Aerobic exercise attenuates high-fat diet-induced glycometabolism impairments in skeletal muscle of rat: role of EGR-1/PTP1B signaling pathway.

Objective: Impaired skeletal muscle glycogen synthesis contributes to insulin resistance (IR). Aerobic exercise reported to ameliorate IR by augmenting insulin signaling, however the detailed mechanism behind this improvement remains unclear. This study investigated whether aerobic exercise enhances glycogen anabolism and insulin sensitivity via EGR-1/PTP1B signaling pathway in skeletal muscle of rats.

Methods: Sprague-Dawley rats fed a high-fat diet (HFD), and performed treadmill exercise training for 6-week. Oral glucose tolerance test was conducted to confirm the IR. Periodic Acid-Schiff (PAS) staining and anthrone colorimetry were used to assess the skeletal muscle glycogen. RT-qPCR, western blot, and immunofluorescence were used to detect the EGR-1/PTP1B pathway and associated signaling molecules.
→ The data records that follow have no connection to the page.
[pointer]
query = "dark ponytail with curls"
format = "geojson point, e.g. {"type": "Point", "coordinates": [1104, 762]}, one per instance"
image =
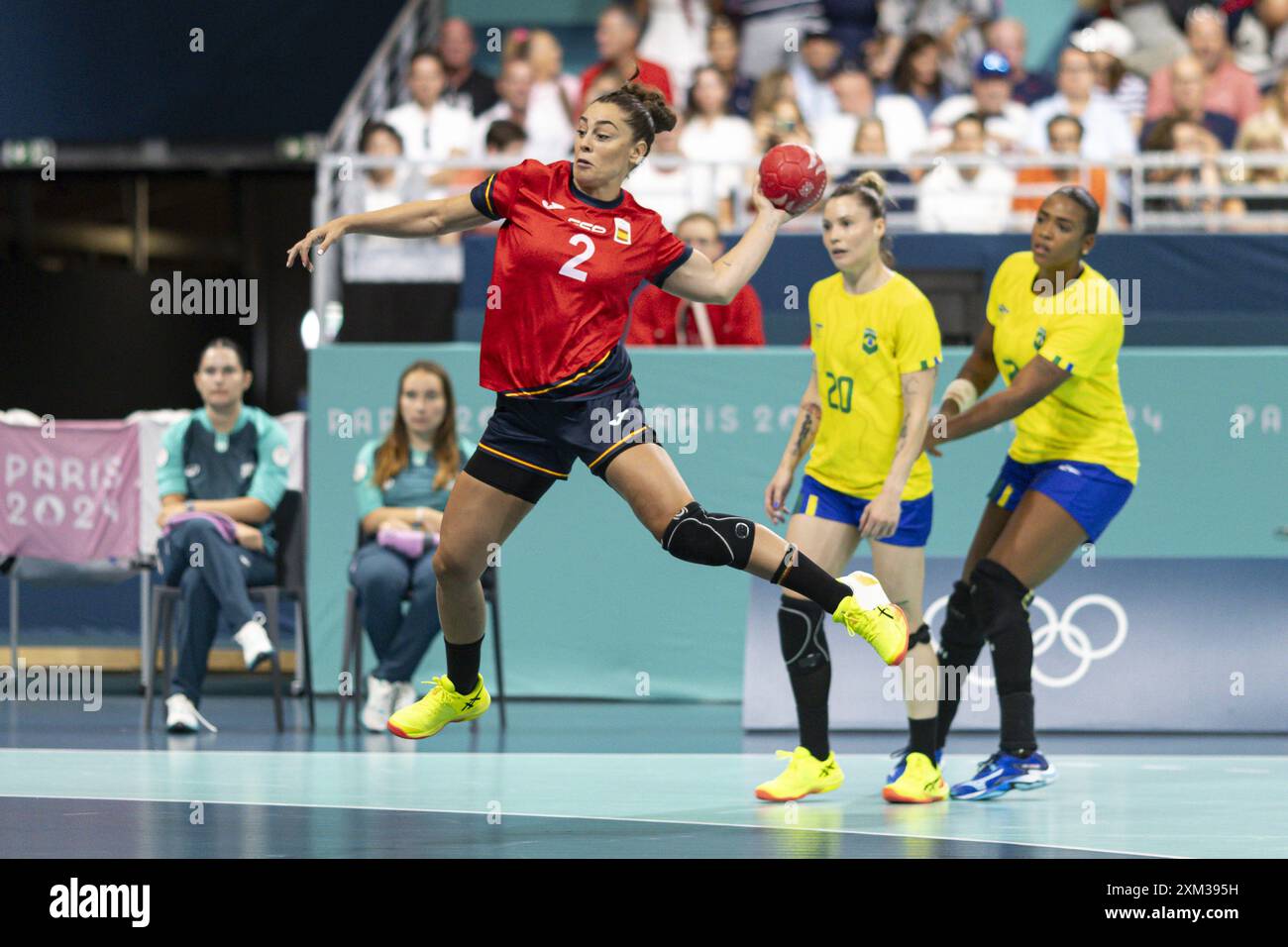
{"type": "Point", "coordinates": [645, 110]}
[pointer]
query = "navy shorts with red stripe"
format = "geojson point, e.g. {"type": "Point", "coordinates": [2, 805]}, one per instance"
{"type": "Point", "coordinates": [548, 437]}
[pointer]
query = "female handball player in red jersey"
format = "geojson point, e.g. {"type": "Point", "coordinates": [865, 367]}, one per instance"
{"type": "Point", "coordinates": [572, 249]}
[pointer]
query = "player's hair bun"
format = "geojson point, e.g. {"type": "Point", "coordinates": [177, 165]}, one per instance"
{"type": "Point", "coordinates": [658, 112]}
{"type": "Point", "coordinates": [872, 180]}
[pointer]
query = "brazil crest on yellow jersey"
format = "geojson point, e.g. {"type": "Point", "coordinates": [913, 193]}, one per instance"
{"type": "Point", "coordinates": [1080, 330]}
{"type": "Point", "coordinates": [862, 344]}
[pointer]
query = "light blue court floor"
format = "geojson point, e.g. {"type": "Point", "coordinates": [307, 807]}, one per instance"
{"type": "Point", "coordinates": [593, 780]}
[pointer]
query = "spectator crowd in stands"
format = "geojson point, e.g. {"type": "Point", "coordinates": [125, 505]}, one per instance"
{"type": "Point", "coordinates": [864, 82]}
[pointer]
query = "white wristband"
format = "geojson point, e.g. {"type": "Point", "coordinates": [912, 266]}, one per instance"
{"type": "Point", "coordinates": [962, 392]}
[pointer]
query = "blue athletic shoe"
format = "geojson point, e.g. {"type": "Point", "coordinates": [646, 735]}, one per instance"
{"type": "Point", "coordinates": [1004, 772]}
{"type": "Point", "coordinates": [901, 762]}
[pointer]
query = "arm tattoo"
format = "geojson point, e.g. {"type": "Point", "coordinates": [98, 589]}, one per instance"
{"type": "Point", "coordinates": [806, 423]}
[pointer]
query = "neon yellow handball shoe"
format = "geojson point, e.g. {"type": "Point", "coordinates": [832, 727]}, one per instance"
{"type": "Point", "coordinates": [804, 776]}
{"type": "Point", "coordinates": [921, 783]}
{"type": "Point", "coordinates": [439, 707]}
{"type": "Point", "coordinates": [872, 616]}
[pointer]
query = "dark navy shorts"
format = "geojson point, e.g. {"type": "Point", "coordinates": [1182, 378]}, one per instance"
{"type": "Point", "coordinates": [1089, 492]}
{"type": "Point", "coordinates": [529, 442]}
{"type": "Point", "coordinates": [914, 515]}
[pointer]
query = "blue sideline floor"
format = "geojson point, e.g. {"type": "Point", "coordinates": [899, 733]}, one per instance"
{"type": "Point", "coordinates": [591, 780]}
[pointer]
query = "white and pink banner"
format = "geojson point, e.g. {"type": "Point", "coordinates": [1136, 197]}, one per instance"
{"type": "Point", "coordinates": [71, 489]}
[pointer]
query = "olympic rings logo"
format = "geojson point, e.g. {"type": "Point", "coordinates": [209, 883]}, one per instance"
{"type": "Point", "coordinates": [1064, 629]}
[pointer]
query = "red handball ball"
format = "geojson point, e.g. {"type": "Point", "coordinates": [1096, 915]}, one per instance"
{"type": "Point", "coordinates": [793, 176]}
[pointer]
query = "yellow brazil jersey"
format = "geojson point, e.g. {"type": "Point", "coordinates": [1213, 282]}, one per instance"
{"type": "Point", "coordinates": [1080, 330]}
{"type": "Point", "coordinates": [862, 344]}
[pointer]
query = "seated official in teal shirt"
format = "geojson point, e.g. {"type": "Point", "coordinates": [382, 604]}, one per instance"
{"type": "Point", "coordinates": [220, 474]}
{"type": "Point", "coordinates": [402, 484]}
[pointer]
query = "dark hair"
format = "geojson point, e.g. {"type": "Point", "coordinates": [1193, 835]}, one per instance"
{"type": "Point", "coordinates": [1082, 197]}
{"type": "Point", "coordinates": [394, 453]}
{"type": "Point", "coordinates": [645, 108]}
{"type": "Point", "coordinates": [372, 127]}
{"type": "Point", "coordinates": [692, 103]}
{"type": "Point", "coordinates": [870, 189]}
{"type": "Point", "coordinates": [902, 75]}
{"type": "Point", "coordinates": [502, 133]}
{"type": "Point", "coordinates": [1065, 118]}
{"type": "Point", "coordinates": [224, 343]}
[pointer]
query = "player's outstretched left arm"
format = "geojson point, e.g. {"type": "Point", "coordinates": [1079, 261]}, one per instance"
{"type": "Point", "coordinates": [702, 281]}
{"type": "Point", "coordinates": [1034, 381]}
{"type": "Point", "coordinates": [880, 518]}
{"type": "Point", "coordinates": [411, 219]}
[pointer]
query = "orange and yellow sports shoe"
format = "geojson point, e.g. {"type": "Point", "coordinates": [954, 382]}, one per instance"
{"type": "Point", "coordinates": [804, 776]}
{"type": "Point", "coordinates": [437, 709]}
{"type": "Point", "coordinates": [872, 616]}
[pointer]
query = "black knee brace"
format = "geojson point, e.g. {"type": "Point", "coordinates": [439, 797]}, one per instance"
{"type": "Point", "coordinates": [1001, 604]}
{"type": "Point", "coordinates": [800, 633]}
{"type": "Point", "coordinates": [961, 638]}
{"type": "Point", "coordinates": [708, 539]}
{"type": "Point", "coordinates": [919, 637]}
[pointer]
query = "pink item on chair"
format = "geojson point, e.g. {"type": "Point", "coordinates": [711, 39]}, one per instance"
{"type": "Point", "coordinates": [410, 543]}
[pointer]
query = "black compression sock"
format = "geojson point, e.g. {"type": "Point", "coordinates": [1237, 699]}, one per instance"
{"type": "Point", "coordinates": [922, 737]}
{"type": "Point", "coordinates": [809, 668]}
{"type": "Point", "coordinates": [1018, 723]}
{"type": "Point", "coordinates": [463, 665]}
{"type": "Point", "coordinates": [809, 579]}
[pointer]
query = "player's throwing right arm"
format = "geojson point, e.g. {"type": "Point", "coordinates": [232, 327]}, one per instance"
{"type": "Point", "coordinates": [798, 446]}
{"type": "Point", "coordinates": [411, 219]}
{"type": "Point", "coordinates": [975, 377]}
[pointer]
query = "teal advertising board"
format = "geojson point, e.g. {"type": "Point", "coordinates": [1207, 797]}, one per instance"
{"type": "Point", "coordinates": [592, 607]}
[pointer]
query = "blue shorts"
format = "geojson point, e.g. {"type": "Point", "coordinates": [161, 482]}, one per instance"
{"type": "Point", "coordinates": [532, 442]}
{"type": "Point", "coordinates": [914, 515]}
{"type": "Point", "coordinates": [1089, 492]}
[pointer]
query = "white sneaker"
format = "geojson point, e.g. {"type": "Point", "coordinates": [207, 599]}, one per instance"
{"type": "Point", "coordinates": [254, 643]}
{"type": "Point", "coordinates": [378, 706]}
{"type": "Point", "coordinates": [404, 694]}
{"type": "Point", "coordinates": [181, 716]}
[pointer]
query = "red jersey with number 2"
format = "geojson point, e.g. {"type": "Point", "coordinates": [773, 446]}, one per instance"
{"type": "Point", "coordinates": [565, 269]}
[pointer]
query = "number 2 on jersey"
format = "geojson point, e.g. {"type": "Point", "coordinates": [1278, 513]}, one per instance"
{"type": "Point", "coordinates": [570, 268]}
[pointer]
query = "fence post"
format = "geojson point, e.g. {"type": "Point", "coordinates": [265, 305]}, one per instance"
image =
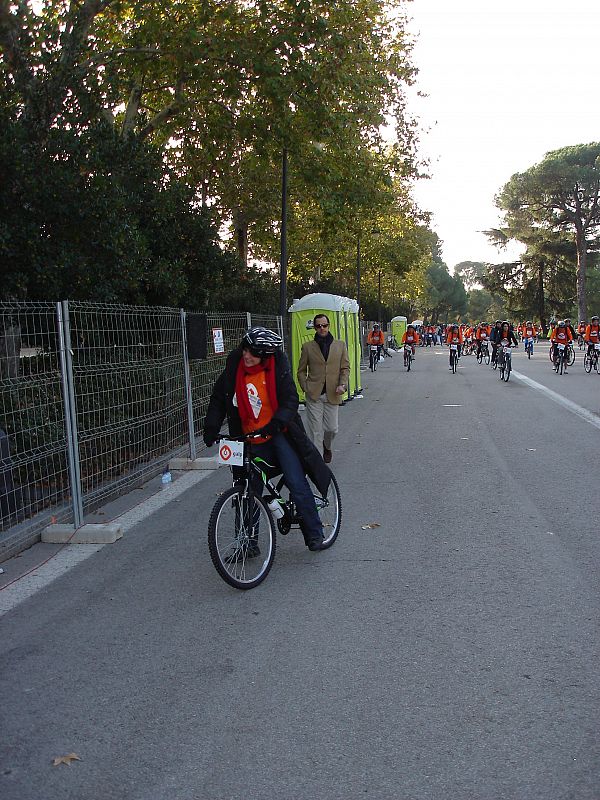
{"type": "Point", "coordinates": [188, 387]}
{"type": "Point", "coordinates": [68, 391]}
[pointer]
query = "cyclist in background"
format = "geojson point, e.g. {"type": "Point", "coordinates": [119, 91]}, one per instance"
{"type": "Point", "coordinates": [592, 333]}
{"type": "Point", "coordinates": [529, 332]}
{"type": "Point", "coordinates": [376, 337]}
{"type": "Point", "coordinates": [454, 336]}
{"type": "Point", "coordinates": [571, 328]}
{"type": "Point", "coordinates": [560, 335]}
{"type": "Point", "coordinates": [494, 339]}
{"type": "Point", "coordinates": [411, 337]}
{"type": "Point", "coordinates": [482, 334]}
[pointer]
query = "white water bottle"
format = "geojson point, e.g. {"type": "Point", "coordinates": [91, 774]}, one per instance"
{"type": "Point", "coordinates": [275, 508]}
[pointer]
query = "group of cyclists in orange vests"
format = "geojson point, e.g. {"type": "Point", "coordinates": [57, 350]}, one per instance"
{"type": "Point", "coordinates": [502, 332]}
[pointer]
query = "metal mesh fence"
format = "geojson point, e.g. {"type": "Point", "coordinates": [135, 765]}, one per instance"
{"type": "Point", "coordinates": [203, 374]}
{"type": "Point", "coordinates": [106, 384]}
{"type": "Point", "coordinates": [34, 482]}
{"type": "Point", "coordinates": [129, 393]}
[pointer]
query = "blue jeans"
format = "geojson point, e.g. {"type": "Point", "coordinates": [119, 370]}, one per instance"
{"type": "Point", "coordinates": [279, 452]}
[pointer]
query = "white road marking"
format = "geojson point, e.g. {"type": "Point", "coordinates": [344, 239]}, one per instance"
{"type": "Point", "coordinates": [73, 554]}
{"type": "Point", "coordinates": [586, 415]}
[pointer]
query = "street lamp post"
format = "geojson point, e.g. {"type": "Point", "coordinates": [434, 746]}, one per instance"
{"type": "Point", "coordinates": [358, 273]}
{"type": "Point", "coordinates": [283, 260]}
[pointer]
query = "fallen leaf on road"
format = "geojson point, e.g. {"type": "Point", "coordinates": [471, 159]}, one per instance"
{"type": "Point", "coordinates": [65, 759]}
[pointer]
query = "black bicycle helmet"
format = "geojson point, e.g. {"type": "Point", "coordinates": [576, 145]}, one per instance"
{"type": "Point", "coordinates": [261, 342]}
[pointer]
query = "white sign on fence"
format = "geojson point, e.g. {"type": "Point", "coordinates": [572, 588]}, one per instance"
{"type": "Point", "coordinates": [218, 341]}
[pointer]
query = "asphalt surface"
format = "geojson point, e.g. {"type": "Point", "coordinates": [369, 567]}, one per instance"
{"type": "Point", "coordinates": [450, 653]}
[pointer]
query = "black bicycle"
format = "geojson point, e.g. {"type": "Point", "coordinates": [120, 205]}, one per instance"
{"type": "Point", "coordinates": [453, 358]}
{"type": "Point", "coordinates": [590, 359]}
{"type": "Point", "coordinates": [505, 361]}
{"type": "Point", "coordinates": [373, 357]}
{"type": "Point", "coordinates": [243, 523]}
{"type": "Point", "coordinates": [560, 359]}
{"type": "Point", "coordinates": [484, 353]}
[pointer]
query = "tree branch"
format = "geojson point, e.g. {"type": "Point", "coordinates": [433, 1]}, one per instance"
{"type": "Point", "coordinates": [167, 113]}
{"type": "Point", "coordinates": [11, 30]}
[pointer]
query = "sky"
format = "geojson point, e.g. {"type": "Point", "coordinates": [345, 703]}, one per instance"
{"type": "Point", "coordinates": [506, 82]}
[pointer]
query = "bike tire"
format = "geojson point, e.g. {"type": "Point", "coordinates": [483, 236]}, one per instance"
{"type": "Point", "coordinates": [229, 539]}
{"type": "Point", "coordinates": [330, 511]}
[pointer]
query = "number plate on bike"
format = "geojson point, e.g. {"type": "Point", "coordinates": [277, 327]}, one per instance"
{"type": "Point", "coordinates": [231, 453]}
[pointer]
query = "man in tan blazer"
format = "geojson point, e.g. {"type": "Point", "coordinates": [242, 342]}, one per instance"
{"type": "Point", "coordinates": [323, 373]}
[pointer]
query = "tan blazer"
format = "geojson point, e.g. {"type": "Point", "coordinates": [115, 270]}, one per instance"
{"type": "Point", "coordinates": [314, 371]}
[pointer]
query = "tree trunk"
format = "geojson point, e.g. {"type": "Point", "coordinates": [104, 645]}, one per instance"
{"type": "Point", "coordinates": [240, 226]}
{"type": "Point", "coordinates": [581, 271]}
{"type": "Point", "coordinates": [540, 299]}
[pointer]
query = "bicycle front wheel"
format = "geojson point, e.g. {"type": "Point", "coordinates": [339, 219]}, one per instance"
{"type": "Point", "coordinates": [330, 511]}
{"type": "Point", "coordinates": [241, 538]}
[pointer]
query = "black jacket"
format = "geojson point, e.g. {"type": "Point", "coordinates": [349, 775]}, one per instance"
{"type": "Point", "coordinates": [221, 406]}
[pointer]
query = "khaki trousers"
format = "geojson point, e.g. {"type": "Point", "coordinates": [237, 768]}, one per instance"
{"type": "Point", "coordinates": [322, 422]}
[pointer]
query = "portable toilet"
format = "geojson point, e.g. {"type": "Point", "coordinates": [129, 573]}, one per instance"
{"type": "Point", "coordinates": [354, 350]}
{"type": "Point", "coordinates": [398, 328]}
{"type": "Point", "coordinates": [301, 324]}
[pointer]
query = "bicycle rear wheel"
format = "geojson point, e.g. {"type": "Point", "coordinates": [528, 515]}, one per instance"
{"type": "Point", "coordinates": [241, 538]}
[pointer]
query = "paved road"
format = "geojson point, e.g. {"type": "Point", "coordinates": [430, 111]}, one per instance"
{"type": "Point", "coordinates": [449, 654]}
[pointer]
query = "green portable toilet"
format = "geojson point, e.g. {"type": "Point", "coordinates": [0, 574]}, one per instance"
{"type": "Point", "coordinates": [353, 343]}
{"type": "Point", "coordinates": [398, 328]}
{"type": "Point", "coordinates": [301, 323]}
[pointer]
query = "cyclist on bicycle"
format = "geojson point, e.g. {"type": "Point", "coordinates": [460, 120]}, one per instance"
{"type": "Point", "coordinates": [376, 337]}
{"type": "Point", "coordinates": [560, 335]}
{"type": "Point", "coordinates": [257, 394]}
{"type": "Point", "coordinates": [529, 332]}
{"type": "Point", "coordinates": [411, 337]}
{"type": "Point", "coordinates": [506, 335]}
{"type": "Point", "coordinates": [454, 336]}
{"type": "Point", "coordinates": [482, 334]}
{"type": "Point", "coordinates": [592, 334]}
{"type": "Point", "coordinates": [494, 339]}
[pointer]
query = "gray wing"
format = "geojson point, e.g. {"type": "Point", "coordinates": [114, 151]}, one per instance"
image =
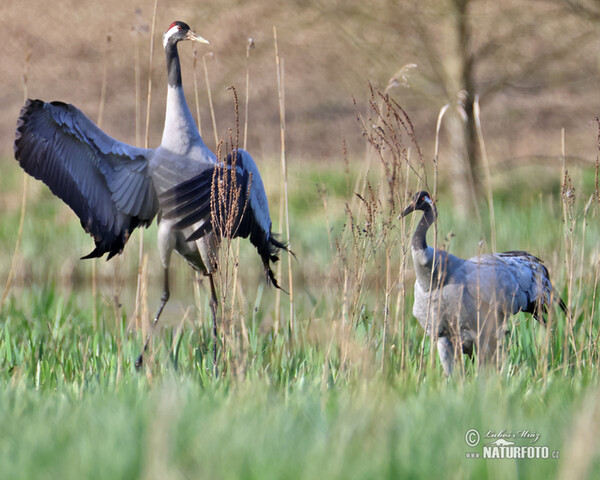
{"type": "Point", "coordinates": [517, 281]}
{"type": "Point", "coordinates": [104, 181]}
{"type": "Point", "coordinates": [230, 199]}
Results: We found that exercise training significantly decreased blood glucose, insulin, and homeostasis model assessment for IR (HOMA-IR) against HFD-induced elevation. Decreased muscle glycogen content due to HFD was significantly restored after exercise training. Exercise training promoted mRNA expressions of Irs1, Akt, and Glut4, while inhibited Gsk-3β expression against HFD. Next, the decreased IRS1 (phosphorylated/total), AKT (phosphorylated/total), and GLUT4, and increased GSK-3β proteins with HFD were significantly reversed by exercise. Furthermore, HFD-induced overexpression of EGR-1 and PTP1B evidenced by mRNA, protein, and immunofluorescence intensity, were substantially inhibited by exercise, which may contribute to promote insulin sensitivity and glycogen anabolism.

Conclusions: Aerobic exercise training promotes insulin sensitivity and skeletal muscle glycogen synthesis in HFD-fed rats. The beneficial effects of exercise might be mediated by EGR-1/PTP1B signaling pathway in skeletal muscle, however further studies are necessary to confirm this mechanism.